Entwurf des GKV-Finanzstabilisierungsgesetzes belastet vor allem die Beitragszahlenden der gesetzlichen Krankenversicherung

Der Entwurf des Bundesgesundheitsministeriums für ein Finanzstabilisierungsgesetz der gesetzlichen Krankenversicherung (GKV) enthält zwar einige gesundheitspolitische Maßnahmen und Initiativen, mit denen die Einnahmen gestärkt und bei den Ausgaben weitere Finanzreserven gehoben werden. Die aufgezeigten Maßnahmen sind aber weder ausreichend noch nachhaltig und sie belasten zu 76 Prozent einseitig die Beitragszahlenden. Mit diesem Maßnahmenpaket kann die Finanzlücke in der gesetzlichen Krankenversicherung mittel- und langfristig nicht geschlossen werden. Darüber hinaus wird mit dem Gesetzentwurf auch kurzfristig für 2023 keine gesicherte Finanzperspektive gegeben. Außerdem werden die Entscheidungskompetenzen im Rahmen der Haushaltsautonomie unzulässig beschnitten und die finanzielle Stabilität der Krankenkassen gefährdet.

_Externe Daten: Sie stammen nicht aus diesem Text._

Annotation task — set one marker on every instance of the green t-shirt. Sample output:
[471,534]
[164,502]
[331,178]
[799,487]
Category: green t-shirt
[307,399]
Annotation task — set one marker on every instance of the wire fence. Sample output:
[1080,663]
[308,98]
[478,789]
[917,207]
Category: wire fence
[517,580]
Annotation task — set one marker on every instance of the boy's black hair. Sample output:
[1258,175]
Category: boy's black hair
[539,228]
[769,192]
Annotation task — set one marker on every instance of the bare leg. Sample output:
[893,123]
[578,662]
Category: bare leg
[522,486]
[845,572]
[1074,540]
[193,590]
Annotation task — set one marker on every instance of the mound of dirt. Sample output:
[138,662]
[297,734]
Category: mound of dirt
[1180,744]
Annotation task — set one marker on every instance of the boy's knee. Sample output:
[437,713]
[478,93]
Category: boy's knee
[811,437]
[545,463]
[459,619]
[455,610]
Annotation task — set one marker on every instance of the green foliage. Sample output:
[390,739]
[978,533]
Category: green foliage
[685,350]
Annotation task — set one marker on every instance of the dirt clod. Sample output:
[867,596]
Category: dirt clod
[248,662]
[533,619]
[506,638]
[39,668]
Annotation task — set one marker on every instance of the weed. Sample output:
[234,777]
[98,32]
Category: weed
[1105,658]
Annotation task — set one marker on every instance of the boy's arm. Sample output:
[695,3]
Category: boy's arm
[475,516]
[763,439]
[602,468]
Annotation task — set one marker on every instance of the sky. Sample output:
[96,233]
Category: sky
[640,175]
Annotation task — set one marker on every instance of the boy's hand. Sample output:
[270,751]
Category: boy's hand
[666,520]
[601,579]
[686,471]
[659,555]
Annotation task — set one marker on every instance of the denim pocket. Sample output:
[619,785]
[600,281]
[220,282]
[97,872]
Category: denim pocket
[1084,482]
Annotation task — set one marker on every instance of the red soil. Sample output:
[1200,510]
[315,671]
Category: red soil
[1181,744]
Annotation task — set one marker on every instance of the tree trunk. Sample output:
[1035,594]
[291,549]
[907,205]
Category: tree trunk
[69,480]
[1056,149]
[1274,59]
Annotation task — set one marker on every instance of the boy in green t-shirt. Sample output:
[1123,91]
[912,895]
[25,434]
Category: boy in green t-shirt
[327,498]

Völlig unzureichende Erhöhung des Bundeszuschusses

In den Eckpunkten des Gesetzes vermisst die AOK Nordost die zugesagte Dynamisierung des Bundeszuschusses. Dessen Erhöhung um lediglich zwei Milliarden Euro zuzüglich einer Milliarde Euro Darlehen ist für eine notwendige Stabilisierung der GKV-Finanzierung völlig unzureichend. Darüber hinaus sorgt das fast vollständige Abschmelzen der Rücklagen der Krankenkassen und der Abbau der Liquiditätsreserve im Gesundheitsfonds für weitere Instabilität.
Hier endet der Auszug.